Politics & Policy

McCain: ‘I’d Call it a Cover-Up’

Sen. John McCain said Sunday that the actions taken by administration in the aftermath of the Benghazi attacks amounted to a “cover-up.”

https://youtube.com/watch?v=RUhWXDHmp7o

“For the president’s spokesman to say, ‘Well, there was only words or technical changes made in those e-mails’ is a flat-out untruth,” McCain told Martha Raddatz in an interview on This Week. “I’d call it a cover-up. I would call it a cover-up in the extent that there was willful removal of information which was obvious. It was obvious. Mr. Hicks said in his testimony his jaw dropped. . .  I was on another Sunday morning show after Susan Rice, my jaw dropped. I said look, people don’t bring rocket propelled grenades and mortars to demonstrations.”

Recent reporting from Stephen Hayes and Jonathan Karl, among other sources, has shown that substantive changes were made by administration operatives to the post-attack talking points originally created by the CIA. White House spokesman Jay Carney had long insisted that the only changes made were “stylistic” before yielding on Friday that more extensive revisions were made as part of an “interagency process.” The final version of the talking points removed any reference to Ansar al-Sharia, the al-Qeade linked group that took credit for the attack.
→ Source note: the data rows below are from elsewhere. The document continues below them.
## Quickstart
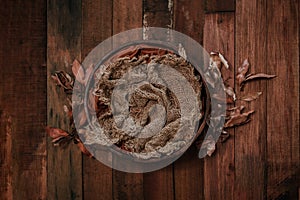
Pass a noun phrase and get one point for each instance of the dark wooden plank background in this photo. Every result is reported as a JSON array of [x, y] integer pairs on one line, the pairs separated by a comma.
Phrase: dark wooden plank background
[[259, 161]]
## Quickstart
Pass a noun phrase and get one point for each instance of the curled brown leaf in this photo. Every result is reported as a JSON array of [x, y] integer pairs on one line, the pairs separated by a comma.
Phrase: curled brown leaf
[[63, 80], [229, 91], [251, 96], [258, 76], [236, 118], [78, 71], [56, 132], [83, 148]]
McCain suggested the motivation for the narrative management was the presidential campaign.

“The narrative of the Obama campaign is ‘Bin Laden is dead, Al Qaeda is on the run, not to worry about anything,’ and here comes this attack on Benghazi,” said McCain.

The Arizona senator echoed calls for a congressional select committee to lead further investigations, but he distanced himself from Sen. James Inhofe (R., Okla) who earlier this week said that “the I-word” — impeachment — might soon be in order.